Archiano
Ramo principale del corso d'acqua a carattere torrentizio della Toscana orientale; lungo circa 20 Km, nasce presso Badia Prataglia e rappresenta il più importante affluente casentinese dell'Arno, nel quale si getta presso Bibbiena. Il ramo settentrionale dell'A., meno importante per svolgimento di corso e per portata d'acqua, risponde attualmente al nome di ‛ Fosso di Camaldoli '; è questo l'A. di cui parla in Pg V 95 Bonconte da Montefeltro e di cui D. colloca le sorgenti sovra l'Ermo di San Romualdo. È probabile, come sostengono il Revelli (Italia 146) e il Bassermann (Orme 103) che l'idrografia superficiale sia mutata dai tempi di D., e che allora il Fosso rappresentasse veramente il ramo principale dell'A. e ne avesse quindi anche il nome. La divergenza geografica, comunque, riguarda soltanto le origini del corso d'acqua, perché ove Bonconte parla dello svolgimento del corso dell'A. e della sua confluenza nell'Arno è evidente la coincidenza dell'A. dantesco con l'attuale.

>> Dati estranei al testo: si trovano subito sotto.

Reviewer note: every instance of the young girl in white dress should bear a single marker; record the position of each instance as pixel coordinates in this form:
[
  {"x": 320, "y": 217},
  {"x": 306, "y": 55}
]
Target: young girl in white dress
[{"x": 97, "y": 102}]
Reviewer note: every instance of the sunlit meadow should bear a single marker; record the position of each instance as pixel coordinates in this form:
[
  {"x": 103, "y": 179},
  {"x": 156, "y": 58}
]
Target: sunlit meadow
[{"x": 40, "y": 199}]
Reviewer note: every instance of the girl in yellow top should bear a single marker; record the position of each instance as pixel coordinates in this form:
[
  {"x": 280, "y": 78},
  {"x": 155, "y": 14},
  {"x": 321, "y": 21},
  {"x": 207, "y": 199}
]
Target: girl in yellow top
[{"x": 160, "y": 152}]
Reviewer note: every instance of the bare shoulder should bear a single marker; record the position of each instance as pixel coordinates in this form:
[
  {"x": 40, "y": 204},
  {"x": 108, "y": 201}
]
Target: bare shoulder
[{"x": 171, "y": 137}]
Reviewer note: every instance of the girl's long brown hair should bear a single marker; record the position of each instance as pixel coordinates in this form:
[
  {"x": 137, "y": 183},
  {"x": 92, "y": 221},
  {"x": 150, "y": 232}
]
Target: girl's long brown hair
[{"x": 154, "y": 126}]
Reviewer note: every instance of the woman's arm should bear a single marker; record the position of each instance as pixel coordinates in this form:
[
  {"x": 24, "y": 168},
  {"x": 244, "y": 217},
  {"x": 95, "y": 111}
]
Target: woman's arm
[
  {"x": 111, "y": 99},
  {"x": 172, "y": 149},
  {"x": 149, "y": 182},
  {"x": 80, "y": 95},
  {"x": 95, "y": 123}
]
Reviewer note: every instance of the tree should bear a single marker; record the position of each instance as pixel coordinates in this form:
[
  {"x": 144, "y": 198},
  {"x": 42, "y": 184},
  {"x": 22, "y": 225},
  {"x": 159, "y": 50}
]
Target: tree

Dice Bonconte che l'A. a piè del Casentino / traversa (v. 95): tale verbo si può intendere secondo il Bassermann, con il significato dell'attraversamento della parte inferiore della sua valle che il corso d'acqua compie prima di giungere all'Arno, oppure, con il Mattalia, con il significato di direzione trasversale del corso inferiore dell'A. (nordest-sudovest) rispetto a quella dell'Arno in quel tratto (nordovest-sudest).
Bonconte giunge, forato ne la gola a Campaldino, alla confluenza dell'A. nell'Arno, Là 've 'l vocabol suo diventa vano (v. 97), e ivi muore. È logico che egli fuggisse proprio verso la valle dell'A. perché di qui poteva, attraverso il passo dei Mandrioli, riparare nel Montefeltro. È l'Archian rubesto (v. 125), impetuoso per la piena improvvisa (sul significato dell'aggettivo, cfr. If XXXI 106) che strazia il corpo di Bonconte e lo sospinge in Arno, con la forza accresciuta delle sue acque che, come quelle degli altri rivi grandi (v. 121), corrono veloci ver' lo fiume real (anche G. Villani così appella l'Arno: cfr. Cron. 143), così definito perché ‛ reali ' sono i fiumi che fanno capo in mare (v. ARNO).
Della pioggia violenta che arricchì d'acqua i rivi del Casentino D. può aver avuto visione diretta, come sostiene il Bassermann (Orme 102), il quale ipotizza che il poeta vide le acque dell'Arno trasportare i cadaveri dei caduti a Campaldino; è bene comunque sottolineare che D. Compagni (Cron. I 10) narra che il giorno di Campaldino " l'aria era piena di nuvoli ". Nel racconto di Bonconte le idrometeore sono di origine diabolica; quel d'inferno (v. 104) non le crea dal nulla ma dispone dei fenomeni atmosferici secondo un criterio scientifico che si ritrova in Cv IV XVIII 4.
Da notare infine che Pietro legge ‛ larchiano '; nell'ediz. Petrocchi sono in apparato riportate le varianti lerchiano, larcano, lerchano. Più volte D. parla del Casentino e dei Casentinesi; v. infatti CASENTINO.